Beim Porsche Taycan lassen sich nicht nur einzelne Batteriemodule, sondern sämtliche Komponenten des Hochvolt-Systems tauschen. Dafür sind jedoch verschiedene Hochvolt-Qualifikationen notwendig.

asp: Porsche spricht von 30 Prozent weniger Wartungsarbeiten beim Elektrosportwagen Taycan im Vergleich zu Verbrenner-Modellen. Was für Service- und Wartungsarbeiten fallen da überhaupt noch an?

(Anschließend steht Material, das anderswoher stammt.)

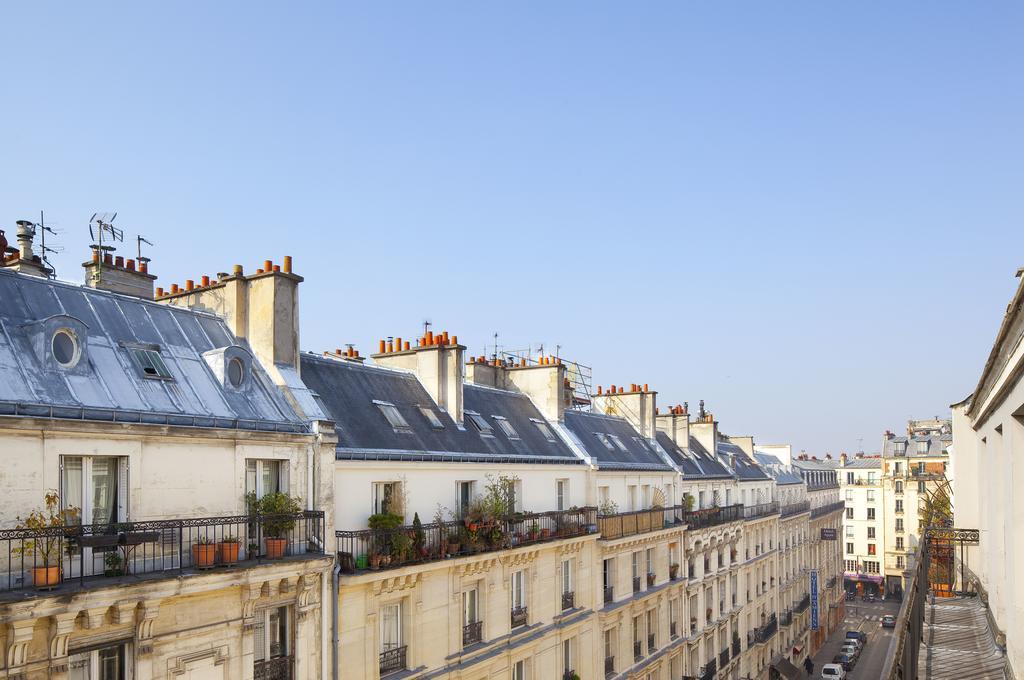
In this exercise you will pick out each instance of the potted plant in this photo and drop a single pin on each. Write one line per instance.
(278, 513)
(113, 564)
(48, 544)
(227, 550)
(204, 553)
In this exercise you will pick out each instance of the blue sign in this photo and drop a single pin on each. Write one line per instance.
(814, 599)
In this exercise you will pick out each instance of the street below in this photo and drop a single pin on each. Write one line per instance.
(864, 617)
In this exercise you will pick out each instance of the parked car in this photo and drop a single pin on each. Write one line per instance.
(846, 661)
(833, 672)
(857, 635)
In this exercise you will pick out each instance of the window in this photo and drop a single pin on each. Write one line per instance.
(65, 348)
(394, 418)
(104, 664)
(481, 424)
(151, 364)
(545, 430)
(270, 635)
(97, 485)
(432, 418)
(506, 427)
(387, 498)
(464, 492)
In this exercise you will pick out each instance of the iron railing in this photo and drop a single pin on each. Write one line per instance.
(392, 661)
(58, 557)
(279, 668)
(795, 508)
(763, 510)
(390, 548)
(472, 633)
(827, 509)
(518, 617)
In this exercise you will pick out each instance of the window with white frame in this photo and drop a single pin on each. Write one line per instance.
(271, 635)
(108, 663)
(387, 498)
(97, 486)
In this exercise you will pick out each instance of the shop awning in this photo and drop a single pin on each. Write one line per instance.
(787, 670)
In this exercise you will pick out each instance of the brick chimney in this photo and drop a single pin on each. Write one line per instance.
(262, 307)
(436, 360)
(637, 405)
(107, 271)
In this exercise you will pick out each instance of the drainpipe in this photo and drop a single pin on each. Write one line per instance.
(335, 575)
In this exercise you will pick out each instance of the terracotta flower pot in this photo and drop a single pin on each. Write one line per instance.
(204, 555)
(275, 548)
(46, 577)
(228, 552)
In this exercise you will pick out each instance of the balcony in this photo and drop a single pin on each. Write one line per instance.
(518, 617)
(765, 632)
(279, 668)
(763, 510)
(390, 548)
(392, 661)
(472, 633)
(795, 508)
(164, 548)
(827, 509)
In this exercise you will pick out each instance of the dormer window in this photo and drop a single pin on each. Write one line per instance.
(506, 427)
(481, 424)
(432, 418)
(151, 363)
(545, 430)
(65, 347)
(394, 418)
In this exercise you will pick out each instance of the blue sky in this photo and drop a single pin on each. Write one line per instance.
(809, 215)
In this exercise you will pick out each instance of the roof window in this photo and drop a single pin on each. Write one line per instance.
(394, 417)
(481, 424)
(506, 427)
(432, 418)
(151, 363)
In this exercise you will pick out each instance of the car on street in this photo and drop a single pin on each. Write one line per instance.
(846, 661)
(833, 672)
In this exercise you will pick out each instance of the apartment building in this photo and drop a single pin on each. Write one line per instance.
(914, 470)
(864, 523)
(823, 602)
(988, 442)
(161, 516)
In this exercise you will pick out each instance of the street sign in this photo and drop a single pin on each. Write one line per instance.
(814, 599)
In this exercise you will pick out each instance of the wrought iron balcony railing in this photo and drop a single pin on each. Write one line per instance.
(390, 548)
(279, 668)
(472, 633)
(84, 553)
(392, 661)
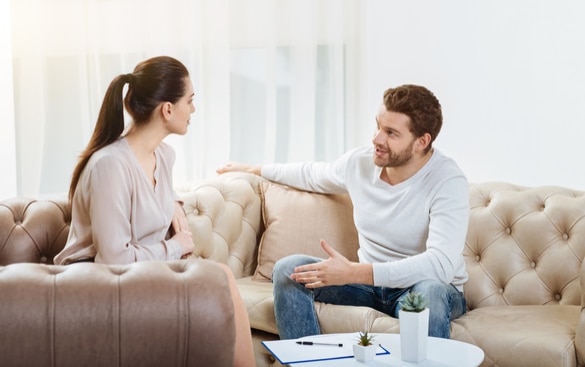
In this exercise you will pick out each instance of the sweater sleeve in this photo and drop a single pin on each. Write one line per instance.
(321, 177)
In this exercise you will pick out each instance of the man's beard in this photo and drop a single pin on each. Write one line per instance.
(396, 159)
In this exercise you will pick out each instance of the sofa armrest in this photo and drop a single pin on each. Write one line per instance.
(176, 313)
(580, 328)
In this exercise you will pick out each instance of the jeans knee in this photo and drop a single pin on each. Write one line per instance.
(284, 267)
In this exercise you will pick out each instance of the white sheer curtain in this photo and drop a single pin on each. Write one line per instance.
(275, 80)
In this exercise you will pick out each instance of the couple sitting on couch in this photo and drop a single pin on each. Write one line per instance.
(410, 205)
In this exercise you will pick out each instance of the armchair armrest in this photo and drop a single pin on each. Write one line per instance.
(176, 313)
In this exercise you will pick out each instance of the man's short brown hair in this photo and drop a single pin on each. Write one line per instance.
(420, 105)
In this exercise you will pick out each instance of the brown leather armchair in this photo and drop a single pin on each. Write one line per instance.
(175, 313)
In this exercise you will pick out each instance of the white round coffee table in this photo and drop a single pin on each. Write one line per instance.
(440, 353)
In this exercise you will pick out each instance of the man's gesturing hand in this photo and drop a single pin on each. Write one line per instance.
(336, 270)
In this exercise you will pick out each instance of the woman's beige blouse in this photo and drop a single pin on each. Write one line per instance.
(118, 217)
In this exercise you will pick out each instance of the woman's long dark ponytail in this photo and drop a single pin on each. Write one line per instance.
(156, 80)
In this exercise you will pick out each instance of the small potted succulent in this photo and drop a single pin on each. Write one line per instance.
(414, 327)
(365, 349)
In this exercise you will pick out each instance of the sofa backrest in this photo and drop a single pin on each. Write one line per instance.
(33, 230)
(224, 215)
(524, 245)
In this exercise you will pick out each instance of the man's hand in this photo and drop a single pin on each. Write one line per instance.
(336, 270)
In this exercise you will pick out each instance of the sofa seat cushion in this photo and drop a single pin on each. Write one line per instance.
(516, 336)
(259, 301)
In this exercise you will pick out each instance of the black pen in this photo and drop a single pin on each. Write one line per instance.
(316, 343)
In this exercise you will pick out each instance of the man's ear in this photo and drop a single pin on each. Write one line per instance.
(166, 109)
(423, 142)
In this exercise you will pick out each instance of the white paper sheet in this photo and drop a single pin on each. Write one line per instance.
(289, 352)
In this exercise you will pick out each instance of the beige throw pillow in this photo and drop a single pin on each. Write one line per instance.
(296, 221)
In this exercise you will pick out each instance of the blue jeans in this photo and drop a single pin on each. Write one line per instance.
(294, 303)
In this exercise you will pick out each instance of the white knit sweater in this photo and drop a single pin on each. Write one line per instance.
(411, 231)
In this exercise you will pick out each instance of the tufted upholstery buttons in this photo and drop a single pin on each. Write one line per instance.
(33, 230)
(523, 227)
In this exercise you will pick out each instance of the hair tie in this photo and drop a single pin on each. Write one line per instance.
(130, 78)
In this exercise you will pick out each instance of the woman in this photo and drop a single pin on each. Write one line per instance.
(122, 198)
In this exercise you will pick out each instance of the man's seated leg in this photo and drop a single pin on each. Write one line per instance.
(293, 303)
(446, 303)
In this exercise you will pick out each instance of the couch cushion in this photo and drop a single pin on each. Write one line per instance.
(514, 336)
(296, 221)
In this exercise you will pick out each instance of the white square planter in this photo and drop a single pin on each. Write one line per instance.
(414, 331)
(364, 353)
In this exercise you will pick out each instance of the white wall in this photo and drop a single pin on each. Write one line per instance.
(509, 74)
(7, 140)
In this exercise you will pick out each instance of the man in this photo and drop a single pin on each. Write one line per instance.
(411, 210)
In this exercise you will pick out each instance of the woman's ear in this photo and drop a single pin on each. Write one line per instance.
(166, 109)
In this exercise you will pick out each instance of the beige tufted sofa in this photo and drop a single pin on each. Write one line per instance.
(176, 313)
(524, 252)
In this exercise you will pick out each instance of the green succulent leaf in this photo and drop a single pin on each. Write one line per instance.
(414, 302)
(365, 339)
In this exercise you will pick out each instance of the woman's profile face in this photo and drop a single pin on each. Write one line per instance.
(182, 110)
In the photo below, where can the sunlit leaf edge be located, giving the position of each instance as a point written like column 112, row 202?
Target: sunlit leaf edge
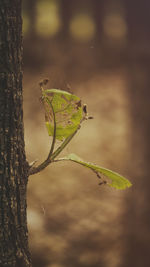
column 117, row 180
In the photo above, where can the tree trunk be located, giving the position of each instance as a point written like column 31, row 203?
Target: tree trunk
column 14, row 250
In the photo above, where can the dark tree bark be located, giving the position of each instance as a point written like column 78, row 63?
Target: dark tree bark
column 30, row 7
column 14, row 250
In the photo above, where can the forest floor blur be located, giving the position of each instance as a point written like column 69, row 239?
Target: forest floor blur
column 74, row 222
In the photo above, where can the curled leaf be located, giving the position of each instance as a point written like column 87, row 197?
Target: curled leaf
column 63, row 112
column 117, row 180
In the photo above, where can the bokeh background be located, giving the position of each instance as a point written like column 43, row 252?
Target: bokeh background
column 100, row 51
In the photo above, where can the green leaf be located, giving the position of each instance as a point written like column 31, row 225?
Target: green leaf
column 117, row 181
column 63, row 112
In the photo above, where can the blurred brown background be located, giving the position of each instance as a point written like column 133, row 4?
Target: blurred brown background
column 99, row 49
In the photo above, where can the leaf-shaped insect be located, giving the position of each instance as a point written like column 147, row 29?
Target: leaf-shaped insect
column 63, row 112
column 117, row 180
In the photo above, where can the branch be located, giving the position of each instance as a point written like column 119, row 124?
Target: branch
column 50, row 157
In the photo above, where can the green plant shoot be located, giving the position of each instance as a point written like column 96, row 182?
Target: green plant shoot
column 63, row 117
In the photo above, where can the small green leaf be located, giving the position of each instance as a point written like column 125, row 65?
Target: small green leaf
column 117, row 181
column 62, row 111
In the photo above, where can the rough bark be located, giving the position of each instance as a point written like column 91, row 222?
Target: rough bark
column 14, row 250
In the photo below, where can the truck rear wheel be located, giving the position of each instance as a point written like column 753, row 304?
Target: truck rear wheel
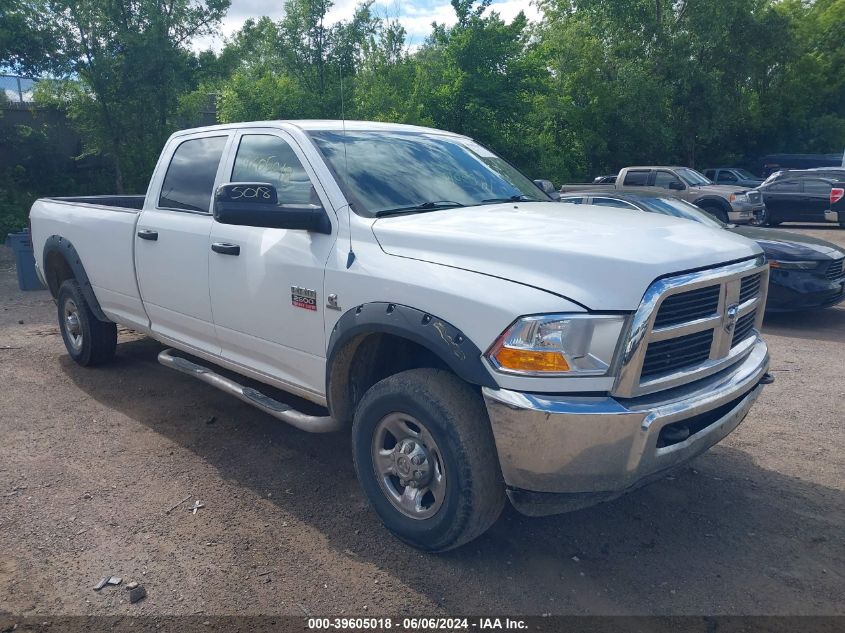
column 426, row 460
column 88, row 340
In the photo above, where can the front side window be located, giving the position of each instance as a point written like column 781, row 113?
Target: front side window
column 268, row 158
column 692, row 178
column 819, row 187
column 385, row 172
column 637, row 178
column 664, row 178
column 189, row 181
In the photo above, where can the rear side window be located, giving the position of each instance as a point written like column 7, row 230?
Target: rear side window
column 268, row 158
column 636, row 178
column 785, row 186
column 189, row 181
column 611, row 202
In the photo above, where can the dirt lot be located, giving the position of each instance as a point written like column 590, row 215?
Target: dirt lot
column 90, row 460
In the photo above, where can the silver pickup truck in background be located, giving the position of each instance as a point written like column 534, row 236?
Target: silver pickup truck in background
column 738, row 205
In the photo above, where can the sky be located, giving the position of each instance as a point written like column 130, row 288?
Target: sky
column 416, row 16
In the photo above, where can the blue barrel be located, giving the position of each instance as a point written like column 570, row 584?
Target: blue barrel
column 21, row 244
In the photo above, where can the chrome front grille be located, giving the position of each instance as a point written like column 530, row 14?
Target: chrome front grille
column 693, row 325
column 834, row 270
column 743, row 327
column 674, row 353
column 686, row 306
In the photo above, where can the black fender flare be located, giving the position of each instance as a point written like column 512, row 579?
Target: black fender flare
column 62, row 246
column 437, row 335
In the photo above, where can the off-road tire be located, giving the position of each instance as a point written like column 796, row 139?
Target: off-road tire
column 456, row 418
column 98, row 338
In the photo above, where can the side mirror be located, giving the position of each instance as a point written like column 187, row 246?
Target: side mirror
column 257, row 204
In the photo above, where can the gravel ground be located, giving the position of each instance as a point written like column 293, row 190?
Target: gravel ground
column 91, row 460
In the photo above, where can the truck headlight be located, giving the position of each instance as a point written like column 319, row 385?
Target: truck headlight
column 558, row 345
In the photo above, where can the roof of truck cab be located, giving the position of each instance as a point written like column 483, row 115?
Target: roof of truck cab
column 310, row 125
column 656, row 167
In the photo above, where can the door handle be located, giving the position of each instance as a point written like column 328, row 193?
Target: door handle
column 226, row 249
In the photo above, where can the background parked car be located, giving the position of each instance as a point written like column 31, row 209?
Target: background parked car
column 728, row 203
column 806, row 272
column 733, row 176
column 548, row 188
column 816, row 172
column 797, row 198
column 776, row 162
column 836, row 213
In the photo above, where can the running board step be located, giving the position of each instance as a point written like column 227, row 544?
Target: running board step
column 279, row 410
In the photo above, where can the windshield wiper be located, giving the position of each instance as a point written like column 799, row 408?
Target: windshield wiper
column 519, row 198
column 422, row 206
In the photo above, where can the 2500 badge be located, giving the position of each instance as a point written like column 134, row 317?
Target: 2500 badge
column 303, row 298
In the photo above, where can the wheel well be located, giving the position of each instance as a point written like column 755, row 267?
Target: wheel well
column 367, row 359
column 57, row 270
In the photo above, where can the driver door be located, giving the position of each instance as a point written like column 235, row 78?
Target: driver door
column 259, row 276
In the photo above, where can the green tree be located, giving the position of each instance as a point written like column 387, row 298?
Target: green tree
column 131, row 61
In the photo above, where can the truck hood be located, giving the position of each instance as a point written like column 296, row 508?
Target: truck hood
column 600, row 257
column 780, row 244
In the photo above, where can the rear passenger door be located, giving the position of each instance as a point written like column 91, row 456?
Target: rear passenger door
column 171, row 243
column 816, row 199
column 783, row 200
column 257, row 292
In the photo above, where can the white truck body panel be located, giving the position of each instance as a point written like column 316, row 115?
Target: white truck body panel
column 550, row 246
column 105, row 237
column 478, row 268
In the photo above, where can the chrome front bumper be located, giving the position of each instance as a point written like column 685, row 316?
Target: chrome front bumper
column 561, row 452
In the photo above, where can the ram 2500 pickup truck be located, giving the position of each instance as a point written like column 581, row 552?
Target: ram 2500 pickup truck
column 734, row 204
column 478, row 341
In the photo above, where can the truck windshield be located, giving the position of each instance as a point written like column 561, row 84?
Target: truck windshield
column 384, row 172
column 693, row 178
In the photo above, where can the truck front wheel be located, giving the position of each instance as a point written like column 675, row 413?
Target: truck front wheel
column 426, row 460
column 88, row 340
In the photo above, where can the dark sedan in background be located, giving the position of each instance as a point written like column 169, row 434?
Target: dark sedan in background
column 806, row 272
column 836, row 213
column 797, row 197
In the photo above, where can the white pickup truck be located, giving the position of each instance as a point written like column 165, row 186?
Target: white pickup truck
column 479, row 341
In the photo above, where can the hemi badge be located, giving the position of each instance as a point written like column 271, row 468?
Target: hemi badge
column 303, row 298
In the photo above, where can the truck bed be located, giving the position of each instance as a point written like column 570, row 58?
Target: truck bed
column 135, row 202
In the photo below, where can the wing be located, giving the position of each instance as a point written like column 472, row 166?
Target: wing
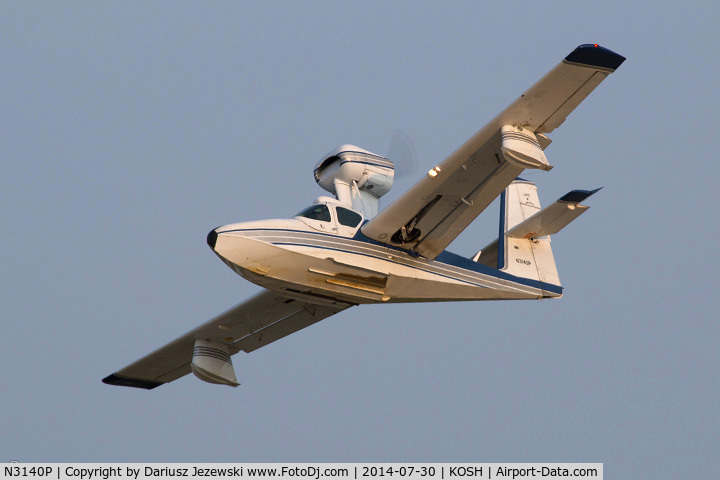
column 440, row 206
column 258, row 321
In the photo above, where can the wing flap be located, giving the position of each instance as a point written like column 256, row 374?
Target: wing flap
column 258, row 321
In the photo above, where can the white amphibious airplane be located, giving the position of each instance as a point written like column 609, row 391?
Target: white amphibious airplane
column 341, row 252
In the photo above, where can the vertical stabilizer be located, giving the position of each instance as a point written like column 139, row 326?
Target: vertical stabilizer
column 523, row 245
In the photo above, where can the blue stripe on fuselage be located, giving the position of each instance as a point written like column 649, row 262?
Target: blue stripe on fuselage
column 446, row 258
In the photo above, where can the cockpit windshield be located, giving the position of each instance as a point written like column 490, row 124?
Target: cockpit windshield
column 316, row 212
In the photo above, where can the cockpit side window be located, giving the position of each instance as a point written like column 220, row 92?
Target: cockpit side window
column 316, row 212
column 348, row 217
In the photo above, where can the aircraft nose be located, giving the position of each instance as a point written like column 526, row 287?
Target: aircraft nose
column 212, row 238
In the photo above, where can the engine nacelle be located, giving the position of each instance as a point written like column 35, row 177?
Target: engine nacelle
column 356, row 177
column 211, row 363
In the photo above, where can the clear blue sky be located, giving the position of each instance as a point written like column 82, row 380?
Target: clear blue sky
column 130, row 130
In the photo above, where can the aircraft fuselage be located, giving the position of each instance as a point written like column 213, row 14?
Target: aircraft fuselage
column 293, row 258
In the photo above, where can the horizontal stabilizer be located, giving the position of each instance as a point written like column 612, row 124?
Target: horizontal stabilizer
column 552, row 219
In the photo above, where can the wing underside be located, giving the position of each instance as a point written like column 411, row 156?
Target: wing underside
column 442, row 204
column 258, row 321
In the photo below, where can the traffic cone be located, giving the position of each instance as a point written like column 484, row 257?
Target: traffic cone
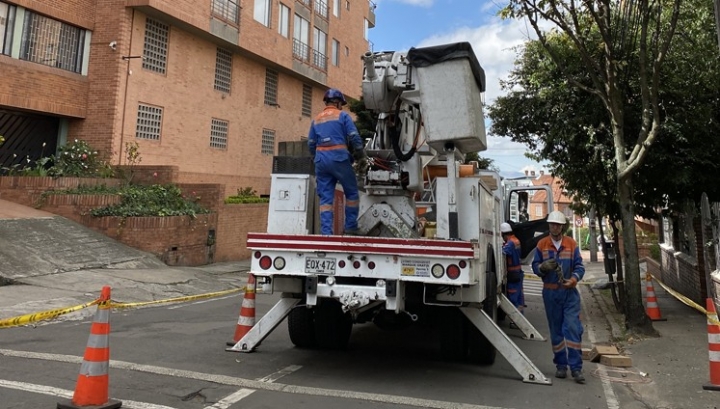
column 246, row 320
column 651, row 307
column 713, row 347
column 92, row 384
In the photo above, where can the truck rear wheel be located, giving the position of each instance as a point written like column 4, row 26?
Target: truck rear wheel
column 332, row 325
column 301, row 326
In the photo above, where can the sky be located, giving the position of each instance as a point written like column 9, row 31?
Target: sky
column 401, row 24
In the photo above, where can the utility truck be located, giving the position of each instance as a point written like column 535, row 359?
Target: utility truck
column 429, row 252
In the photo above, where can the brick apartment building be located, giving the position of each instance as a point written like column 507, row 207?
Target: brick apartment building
column 210, row 86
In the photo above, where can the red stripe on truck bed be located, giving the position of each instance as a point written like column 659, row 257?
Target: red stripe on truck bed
column 359, row 244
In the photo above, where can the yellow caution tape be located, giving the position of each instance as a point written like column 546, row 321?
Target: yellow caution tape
column 52, row 314
column 687, row 301
column 177, row 299
column 41, row 316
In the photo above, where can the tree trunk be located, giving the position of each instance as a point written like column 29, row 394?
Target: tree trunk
column 636, row 320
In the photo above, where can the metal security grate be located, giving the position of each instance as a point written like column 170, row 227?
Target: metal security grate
column 218, row 133
column 268, row 142
column 307, row 100
column 223, row 70
column 149, row 123
column 51, row 42
column 271, row 81
column 155, row 49
column 227, row 10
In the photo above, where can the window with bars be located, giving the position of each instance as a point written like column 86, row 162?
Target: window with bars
column 227, row 10
column 223, row 70
column 271, row 86
column 268, row 142
column 149, row 123
column 218, row 133
column 51, row 42
column 155, row 49
column 307, row 100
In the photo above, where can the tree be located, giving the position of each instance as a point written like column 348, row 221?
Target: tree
column 639, row 31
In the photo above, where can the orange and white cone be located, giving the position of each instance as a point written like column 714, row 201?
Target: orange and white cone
column 651, row 306
column 246, row 320
column 93, row 382
column 713, row 346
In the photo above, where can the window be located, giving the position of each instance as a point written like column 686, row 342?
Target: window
column 321, row 8
column 271, row 80
column 7, row 24
column 149, row 122
column 284, row 21
column 307, row 100
column 301, row 38
column 51, row 42
column 319, row 49
column 268, row 142
column 218, row 133
column 155, row 49
column 335, row 52
column 227, row 10
column 223, row 70
column 263, row 12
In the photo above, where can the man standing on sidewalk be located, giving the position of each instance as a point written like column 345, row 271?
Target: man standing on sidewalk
column 559, row 263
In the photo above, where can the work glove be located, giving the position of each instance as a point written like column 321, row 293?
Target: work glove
column 548, row 266
column 359, row 154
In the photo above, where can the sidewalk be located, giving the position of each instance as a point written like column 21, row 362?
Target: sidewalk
column 668, row 371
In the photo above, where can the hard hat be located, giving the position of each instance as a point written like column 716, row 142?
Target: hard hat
column 334, row 93
column 557, row 217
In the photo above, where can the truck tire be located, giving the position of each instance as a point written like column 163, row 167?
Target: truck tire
column 453, row 333
column 481, row 351
column 301, row 326
column 332, row 325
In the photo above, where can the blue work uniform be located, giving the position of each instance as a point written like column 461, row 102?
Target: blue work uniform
column 562, row 306
column 330, row 133
column 515, row 275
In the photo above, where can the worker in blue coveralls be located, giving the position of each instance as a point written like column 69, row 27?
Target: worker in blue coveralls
column 332, row 137
column 559, row 263
column 515, row 275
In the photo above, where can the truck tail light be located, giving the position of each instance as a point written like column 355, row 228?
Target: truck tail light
column 453, row 272
column 265, row 262
column 279, row 263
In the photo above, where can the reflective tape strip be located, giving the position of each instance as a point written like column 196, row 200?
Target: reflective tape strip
column 247, row 321
column 94, row 368
column 98, row 341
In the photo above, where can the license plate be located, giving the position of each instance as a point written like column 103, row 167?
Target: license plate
column 316, row 265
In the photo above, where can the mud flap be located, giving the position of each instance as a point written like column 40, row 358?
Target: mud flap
column 512, row 353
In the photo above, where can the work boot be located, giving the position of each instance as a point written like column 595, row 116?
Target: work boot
column 352, row 232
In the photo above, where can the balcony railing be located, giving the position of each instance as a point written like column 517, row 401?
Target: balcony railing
column 227, row 10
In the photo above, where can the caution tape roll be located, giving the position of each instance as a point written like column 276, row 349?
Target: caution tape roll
column 42, row 316
column 52, row 314
column 685, row 300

P. Reck: Im Rahmen des Service überprüfen wir den allgemeinen Zustand des Fahrzeugs. Alle sicherheitsrelevanten Teile werden auf Verschleiß überprüft. Wir schauen uns sozusagen auch den Gesundheitszustand des Fahrzeugs an - schließlich sprechen wir hier von einem Sportwagen. Der Abfluss an der Ladebuchse sollte zudem frei sein, sodass sich hier kein Rückstau von Regenwasser bildet, der die Kontakte berührt. Auch muss beispielsweise der Innenraumfilter regelmäßig ausgetauscht werden. Die Batterie des Taycan ist hingegen wartungsfrei.

asp: Lassen sich einzelne Batteriemodule austauschen?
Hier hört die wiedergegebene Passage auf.